To be more specific, a subset of mainstream economics is in the dock. This subset, microeconomics, studies economic actions of individuals and firms in a market. The financial crisis, as should be obvious, is at one level an outcome of individual/firm market actions. There’s a macroeconomics (study of economic variables in the aggregate; Government spending, total private investment, central bank policy) aspect to the crisis, too. Questions like whether interest rates were too low or whether government policy helped misallocate credit are among the macroeconomic debates going on. But post-crisis, mainstream macroeconomics is not being charged with having a theoretical framework that’s “fundamentally useless”.
That description came recently from James Galbraith, well-known economist son of the hugely more famous John Kenneth Galbraith. Galbraith Jr was speaking for many who have a deep suspicion of microeconomics that, roughly put, loves market and math.
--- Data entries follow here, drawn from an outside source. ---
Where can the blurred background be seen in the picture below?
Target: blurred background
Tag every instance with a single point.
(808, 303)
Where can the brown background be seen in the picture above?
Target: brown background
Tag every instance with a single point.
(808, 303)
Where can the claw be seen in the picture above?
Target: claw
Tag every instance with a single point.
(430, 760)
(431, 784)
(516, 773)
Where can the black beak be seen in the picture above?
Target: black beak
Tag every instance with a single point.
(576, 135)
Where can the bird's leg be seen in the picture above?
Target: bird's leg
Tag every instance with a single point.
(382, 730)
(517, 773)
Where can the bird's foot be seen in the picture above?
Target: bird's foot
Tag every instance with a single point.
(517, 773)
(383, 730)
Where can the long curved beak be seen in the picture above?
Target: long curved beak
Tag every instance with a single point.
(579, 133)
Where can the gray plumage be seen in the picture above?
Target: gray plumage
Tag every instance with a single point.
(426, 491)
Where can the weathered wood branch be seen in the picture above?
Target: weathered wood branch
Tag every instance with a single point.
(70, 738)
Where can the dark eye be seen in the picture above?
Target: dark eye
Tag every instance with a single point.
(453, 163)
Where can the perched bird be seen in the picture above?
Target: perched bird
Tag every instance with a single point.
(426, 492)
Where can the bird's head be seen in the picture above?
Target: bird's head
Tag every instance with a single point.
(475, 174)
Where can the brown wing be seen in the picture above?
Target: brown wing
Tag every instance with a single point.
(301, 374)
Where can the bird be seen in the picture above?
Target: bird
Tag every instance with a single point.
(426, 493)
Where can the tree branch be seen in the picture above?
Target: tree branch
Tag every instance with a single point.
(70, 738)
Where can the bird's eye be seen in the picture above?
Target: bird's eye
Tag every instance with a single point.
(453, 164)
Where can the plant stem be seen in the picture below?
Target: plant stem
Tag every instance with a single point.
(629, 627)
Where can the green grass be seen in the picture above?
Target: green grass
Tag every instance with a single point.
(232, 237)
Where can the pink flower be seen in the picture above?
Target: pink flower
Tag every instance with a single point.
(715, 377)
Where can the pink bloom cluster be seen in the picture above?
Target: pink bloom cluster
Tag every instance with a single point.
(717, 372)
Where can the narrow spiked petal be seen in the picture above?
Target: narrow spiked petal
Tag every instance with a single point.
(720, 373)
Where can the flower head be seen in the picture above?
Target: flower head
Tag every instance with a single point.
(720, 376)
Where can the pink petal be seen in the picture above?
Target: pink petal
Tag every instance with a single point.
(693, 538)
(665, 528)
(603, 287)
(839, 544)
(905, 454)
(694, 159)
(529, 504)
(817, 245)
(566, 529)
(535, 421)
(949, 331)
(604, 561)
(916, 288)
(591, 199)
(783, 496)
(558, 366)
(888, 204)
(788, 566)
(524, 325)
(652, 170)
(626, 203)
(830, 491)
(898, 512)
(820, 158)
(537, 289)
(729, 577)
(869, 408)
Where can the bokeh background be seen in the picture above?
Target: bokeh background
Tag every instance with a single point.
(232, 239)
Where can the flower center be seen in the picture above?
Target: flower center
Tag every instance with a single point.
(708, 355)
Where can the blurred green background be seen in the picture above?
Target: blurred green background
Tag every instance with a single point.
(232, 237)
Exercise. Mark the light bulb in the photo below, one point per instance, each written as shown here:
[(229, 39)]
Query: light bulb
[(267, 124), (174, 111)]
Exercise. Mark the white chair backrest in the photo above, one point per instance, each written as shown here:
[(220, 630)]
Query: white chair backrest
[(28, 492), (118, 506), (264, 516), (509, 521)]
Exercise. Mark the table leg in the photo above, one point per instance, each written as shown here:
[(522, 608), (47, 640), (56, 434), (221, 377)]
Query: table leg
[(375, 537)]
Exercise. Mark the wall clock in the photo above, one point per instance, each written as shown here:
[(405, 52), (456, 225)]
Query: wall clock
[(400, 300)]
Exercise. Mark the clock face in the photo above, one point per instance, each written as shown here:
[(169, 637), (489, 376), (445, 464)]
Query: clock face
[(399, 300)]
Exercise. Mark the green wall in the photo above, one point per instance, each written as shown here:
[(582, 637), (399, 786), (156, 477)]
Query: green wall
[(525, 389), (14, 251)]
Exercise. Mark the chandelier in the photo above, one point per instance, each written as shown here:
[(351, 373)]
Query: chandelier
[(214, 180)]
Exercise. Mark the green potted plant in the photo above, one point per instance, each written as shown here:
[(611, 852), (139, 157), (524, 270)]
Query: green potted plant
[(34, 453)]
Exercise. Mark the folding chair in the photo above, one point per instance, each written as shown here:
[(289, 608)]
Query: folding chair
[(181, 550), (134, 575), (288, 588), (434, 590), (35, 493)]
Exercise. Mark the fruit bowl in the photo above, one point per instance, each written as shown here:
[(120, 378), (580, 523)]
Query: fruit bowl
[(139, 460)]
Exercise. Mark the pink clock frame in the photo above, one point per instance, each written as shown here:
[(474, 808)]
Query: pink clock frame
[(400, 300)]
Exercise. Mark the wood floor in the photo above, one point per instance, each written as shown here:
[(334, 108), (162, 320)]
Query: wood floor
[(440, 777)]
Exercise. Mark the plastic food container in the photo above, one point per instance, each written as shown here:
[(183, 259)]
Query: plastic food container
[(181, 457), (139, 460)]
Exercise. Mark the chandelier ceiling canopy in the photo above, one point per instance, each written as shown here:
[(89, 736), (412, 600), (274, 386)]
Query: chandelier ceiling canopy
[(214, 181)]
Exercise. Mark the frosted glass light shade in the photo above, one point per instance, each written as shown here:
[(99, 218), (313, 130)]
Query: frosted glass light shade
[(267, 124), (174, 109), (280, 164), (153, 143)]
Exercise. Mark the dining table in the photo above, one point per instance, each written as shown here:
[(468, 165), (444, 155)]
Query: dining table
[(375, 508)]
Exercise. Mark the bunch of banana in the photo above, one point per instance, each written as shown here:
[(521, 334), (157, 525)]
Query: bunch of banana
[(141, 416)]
Of the many questions being asked by serious people who aim to improve mainstream economics, two are critical. One question is on market, the other on math.
The Market Question. Everyone who has read something on the financial crisis knows that at the heart of it was widely distributed risk that came from widely distributed financial assets that were created — engineered — from simpler financial assets. Mainstream economics has provided brilliant theoretical proofs that distributing risks is a smart thing in a market.
The basic idea is that different people have different risk tolerances. Therefore, if some financial assets (say, bank loans) can be bundled and bits of it sold to buyers with varying appetite for risk, it will free the primary lender (the bank) from the obligation of carrying all the risk. So risk will be borne more efficiently and the bank’s ability to lend will increase.
Don’t sneer at this just because jokes about investment bankers outnumber jokes about lawyers today. Distributing risks is at the heart of such plain vanilla financial products like insurance or company shares. Issuing shares allows a company’s business risk to be spread widely between shareholders.